News: 11 March 2016 - Forum Rules
Current Moderators - DarkSol, KingMike, MathOnNapkins, Azkadellia, Danke

Author Topic: Text hacking Cross of Venus (NDS)  (Read 14466 times)

Majin3

  • Jr. Member
  • **
  • Posts: 7
    • View Profile
Text hacking Cross of Venus (NDS)
« on: May 19, 2011, 11:12:51 am »
Hello,
I hope this is the right section.

I want to try translating the Nintendo DS game "Dengeki Gakuen RPG: Cross of Venus Special".
The problem is, I have no clue where the text is... I tried memory hacking which worked perfectly.

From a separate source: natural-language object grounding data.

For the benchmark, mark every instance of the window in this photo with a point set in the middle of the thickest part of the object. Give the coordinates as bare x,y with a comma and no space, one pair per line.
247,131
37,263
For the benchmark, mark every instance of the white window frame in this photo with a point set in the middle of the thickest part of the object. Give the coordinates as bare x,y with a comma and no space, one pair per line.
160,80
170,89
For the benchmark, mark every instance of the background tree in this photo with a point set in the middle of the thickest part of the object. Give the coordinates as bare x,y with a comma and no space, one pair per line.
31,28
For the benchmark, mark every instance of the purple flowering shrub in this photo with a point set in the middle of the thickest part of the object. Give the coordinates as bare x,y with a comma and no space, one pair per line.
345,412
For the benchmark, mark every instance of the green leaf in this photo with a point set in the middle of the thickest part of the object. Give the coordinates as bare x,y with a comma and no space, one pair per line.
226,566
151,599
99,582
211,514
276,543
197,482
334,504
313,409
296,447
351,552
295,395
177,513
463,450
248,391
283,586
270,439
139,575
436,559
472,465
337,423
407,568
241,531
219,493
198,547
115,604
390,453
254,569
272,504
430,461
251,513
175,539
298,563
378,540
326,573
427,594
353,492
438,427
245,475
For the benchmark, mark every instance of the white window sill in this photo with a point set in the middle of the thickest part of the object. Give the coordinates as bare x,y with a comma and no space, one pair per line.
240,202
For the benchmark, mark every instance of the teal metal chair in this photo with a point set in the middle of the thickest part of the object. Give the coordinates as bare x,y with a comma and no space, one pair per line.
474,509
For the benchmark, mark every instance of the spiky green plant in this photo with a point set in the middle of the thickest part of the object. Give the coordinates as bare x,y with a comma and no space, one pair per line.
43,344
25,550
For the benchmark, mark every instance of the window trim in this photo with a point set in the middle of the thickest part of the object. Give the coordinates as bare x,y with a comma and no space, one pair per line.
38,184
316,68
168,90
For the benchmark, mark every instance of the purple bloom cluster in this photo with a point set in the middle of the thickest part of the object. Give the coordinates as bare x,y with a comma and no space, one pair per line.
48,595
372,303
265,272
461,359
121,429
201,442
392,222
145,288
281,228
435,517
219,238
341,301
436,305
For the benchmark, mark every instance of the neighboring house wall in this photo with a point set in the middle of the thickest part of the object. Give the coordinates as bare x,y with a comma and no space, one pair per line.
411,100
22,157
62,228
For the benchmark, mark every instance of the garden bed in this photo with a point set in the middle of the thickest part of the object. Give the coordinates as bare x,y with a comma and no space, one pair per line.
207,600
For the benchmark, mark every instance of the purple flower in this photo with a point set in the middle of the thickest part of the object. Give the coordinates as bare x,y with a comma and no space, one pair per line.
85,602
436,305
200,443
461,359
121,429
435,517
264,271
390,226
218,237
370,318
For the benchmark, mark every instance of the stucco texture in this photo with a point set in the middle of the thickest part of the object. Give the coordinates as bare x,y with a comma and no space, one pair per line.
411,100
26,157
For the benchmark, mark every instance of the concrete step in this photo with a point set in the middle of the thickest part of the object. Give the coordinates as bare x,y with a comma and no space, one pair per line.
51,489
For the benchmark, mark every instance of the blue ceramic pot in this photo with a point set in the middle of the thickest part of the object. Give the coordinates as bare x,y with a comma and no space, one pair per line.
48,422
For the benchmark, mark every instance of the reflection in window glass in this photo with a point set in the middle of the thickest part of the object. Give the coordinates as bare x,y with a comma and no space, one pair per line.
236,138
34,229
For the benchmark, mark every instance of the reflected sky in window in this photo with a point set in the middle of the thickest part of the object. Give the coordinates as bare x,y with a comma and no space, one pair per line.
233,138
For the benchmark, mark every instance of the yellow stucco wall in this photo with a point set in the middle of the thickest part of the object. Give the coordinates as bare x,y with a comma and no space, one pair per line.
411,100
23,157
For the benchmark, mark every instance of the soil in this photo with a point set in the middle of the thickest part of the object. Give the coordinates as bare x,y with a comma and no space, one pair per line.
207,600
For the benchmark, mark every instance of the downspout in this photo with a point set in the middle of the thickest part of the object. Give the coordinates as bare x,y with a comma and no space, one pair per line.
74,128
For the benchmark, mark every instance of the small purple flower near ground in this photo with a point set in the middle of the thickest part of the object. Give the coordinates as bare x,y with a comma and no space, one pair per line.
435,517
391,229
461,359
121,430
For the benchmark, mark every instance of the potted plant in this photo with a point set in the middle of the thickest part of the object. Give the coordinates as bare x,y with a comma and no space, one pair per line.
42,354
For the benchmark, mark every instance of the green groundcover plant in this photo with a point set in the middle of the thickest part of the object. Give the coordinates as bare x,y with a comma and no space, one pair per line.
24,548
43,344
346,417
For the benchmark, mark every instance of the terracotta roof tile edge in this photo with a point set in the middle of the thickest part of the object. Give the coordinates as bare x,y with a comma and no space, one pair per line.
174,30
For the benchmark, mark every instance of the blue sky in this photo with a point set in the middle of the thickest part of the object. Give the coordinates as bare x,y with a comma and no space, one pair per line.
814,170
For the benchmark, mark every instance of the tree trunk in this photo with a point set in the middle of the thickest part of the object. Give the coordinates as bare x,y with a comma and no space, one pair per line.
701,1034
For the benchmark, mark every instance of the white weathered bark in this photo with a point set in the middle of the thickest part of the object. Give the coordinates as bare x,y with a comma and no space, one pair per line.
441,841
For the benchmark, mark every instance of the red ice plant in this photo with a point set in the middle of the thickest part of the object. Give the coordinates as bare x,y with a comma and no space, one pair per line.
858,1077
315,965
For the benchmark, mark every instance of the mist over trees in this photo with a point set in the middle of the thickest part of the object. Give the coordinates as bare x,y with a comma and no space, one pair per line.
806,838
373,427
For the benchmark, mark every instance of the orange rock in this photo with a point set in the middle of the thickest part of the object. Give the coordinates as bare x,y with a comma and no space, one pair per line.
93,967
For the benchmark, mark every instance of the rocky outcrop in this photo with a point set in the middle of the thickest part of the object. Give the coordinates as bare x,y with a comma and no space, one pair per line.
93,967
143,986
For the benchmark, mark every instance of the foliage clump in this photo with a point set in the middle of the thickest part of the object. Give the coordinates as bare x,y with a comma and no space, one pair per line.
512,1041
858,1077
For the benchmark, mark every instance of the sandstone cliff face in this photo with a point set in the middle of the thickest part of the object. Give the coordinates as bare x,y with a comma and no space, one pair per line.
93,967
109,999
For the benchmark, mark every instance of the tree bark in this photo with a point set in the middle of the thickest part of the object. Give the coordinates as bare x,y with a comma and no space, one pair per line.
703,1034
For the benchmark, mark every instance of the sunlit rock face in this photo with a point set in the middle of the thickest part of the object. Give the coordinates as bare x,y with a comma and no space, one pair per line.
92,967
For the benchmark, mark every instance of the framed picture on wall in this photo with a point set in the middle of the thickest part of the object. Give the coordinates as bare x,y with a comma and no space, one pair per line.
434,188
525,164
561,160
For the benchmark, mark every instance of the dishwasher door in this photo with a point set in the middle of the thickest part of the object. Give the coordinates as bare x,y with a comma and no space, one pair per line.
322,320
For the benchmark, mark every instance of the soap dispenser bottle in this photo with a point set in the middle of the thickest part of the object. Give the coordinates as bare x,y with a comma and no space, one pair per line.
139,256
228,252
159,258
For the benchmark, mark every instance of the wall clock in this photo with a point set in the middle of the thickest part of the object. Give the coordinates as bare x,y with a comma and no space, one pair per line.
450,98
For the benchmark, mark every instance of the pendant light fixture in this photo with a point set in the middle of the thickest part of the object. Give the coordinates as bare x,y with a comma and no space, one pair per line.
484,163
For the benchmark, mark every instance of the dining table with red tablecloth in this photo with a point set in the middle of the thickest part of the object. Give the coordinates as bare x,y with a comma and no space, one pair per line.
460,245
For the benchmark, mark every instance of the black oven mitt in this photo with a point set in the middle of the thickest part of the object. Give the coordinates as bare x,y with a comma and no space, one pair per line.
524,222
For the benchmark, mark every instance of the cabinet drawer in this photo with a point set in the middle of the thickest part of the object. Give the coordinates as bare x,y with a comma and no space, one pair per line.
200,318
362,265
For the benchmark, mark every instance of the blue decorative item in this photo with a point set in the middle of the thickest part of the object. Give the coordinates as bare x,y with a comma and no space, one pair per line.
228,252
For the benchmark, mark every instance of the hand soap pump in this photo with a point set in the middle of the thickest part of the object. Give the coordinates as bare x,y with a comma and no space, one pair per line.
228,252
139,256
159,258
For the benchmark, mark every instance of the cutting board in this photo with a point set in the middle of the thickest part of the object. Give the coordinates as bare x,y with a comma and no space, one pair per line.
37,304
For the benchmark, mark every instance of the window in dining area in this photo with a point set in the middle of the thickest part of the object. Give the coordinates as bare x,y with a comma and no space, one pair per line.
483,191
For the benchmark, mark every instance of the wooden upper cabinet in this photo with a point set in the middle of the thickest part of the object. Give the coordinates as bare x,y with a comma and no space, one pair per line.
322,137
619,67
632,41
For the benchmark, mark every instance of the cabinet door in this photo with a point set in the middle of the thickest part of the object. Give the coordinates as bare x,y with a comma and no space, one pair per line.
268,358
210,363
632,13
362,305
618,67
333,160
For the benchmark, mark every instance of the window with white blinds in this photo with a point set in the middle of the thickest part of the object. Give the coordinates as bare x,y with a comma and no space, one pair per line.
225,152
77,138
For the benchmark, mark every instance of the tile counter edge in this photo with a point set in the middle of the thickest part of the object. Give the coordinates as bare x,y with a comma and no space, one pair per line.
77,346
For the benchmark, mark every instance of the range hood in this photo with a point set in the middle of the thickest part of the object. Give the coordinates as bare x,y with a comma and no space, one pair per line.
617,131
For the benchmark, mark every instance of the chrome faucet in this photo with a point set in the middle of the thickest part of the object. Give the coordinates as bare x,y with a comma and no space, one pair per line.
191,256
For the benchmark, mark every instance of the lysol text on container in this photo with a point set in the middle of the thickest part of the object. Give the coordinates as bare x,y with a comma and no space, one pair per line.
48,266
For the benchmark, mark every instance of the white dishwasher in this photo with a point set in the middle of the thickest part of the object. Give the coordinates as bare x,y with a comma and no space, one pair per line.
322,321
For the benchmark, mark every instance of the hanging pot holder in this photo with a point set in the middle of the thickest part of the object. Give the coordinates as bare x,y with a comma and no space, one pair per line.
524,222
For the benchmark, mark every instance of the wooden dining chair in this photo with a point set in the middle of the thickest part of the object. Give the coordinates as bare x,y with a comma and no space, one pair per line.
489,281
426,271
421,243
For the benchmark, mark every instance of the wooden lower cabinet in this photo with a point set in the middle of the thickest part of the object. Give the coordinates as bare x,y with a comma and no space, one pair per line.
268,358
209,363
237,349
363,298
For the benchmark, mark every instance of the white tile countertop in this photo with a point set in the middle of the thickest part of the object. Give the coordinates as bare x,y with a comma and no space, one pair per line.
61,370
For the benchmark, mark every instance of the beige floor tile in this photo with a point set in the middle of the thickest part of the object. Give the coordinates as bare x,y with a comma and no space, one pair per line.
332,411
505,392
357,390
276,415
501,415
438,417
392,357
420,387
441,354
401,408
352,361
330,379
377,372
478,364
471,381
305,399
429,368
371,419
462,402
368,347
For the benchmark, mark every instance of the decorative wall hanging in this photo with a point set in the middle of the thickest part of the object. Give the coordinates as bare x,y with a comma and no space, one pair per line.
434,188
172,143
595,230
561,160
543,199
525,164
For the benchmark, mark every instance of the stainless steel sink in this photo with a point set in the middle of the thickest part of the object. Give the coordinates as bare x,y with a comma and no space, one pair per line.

The text is simply SJS, but the game files are compressed/encrypted/whatever so I don't even know which file the text is stored in.
The game files have a .pack extension. THIS is how the header looks like and THIS is how the content looks like.
Does anyone have any clues about this pack format?

Thanks in advance.

Ryusui

  • Hero Member
  • *****
  • Posts: 4989
  • It's the greatest day.
    • View Profile
    • Tumblr
Re: Text hacking Cross of Venus (NDS)
« Reply #1 on: May 19, 2011, 03:25:01 pm »
Ah. Archive files. You'll need some programming skills to work with these, but it should be trivial.

The first thing you'll need to work out is where the "start" and "end" (or "stored size") data in each header is stored. Once you know that, you can dismantle the archive into its constituent files. Then we can make a reasoned guess as to its compression format.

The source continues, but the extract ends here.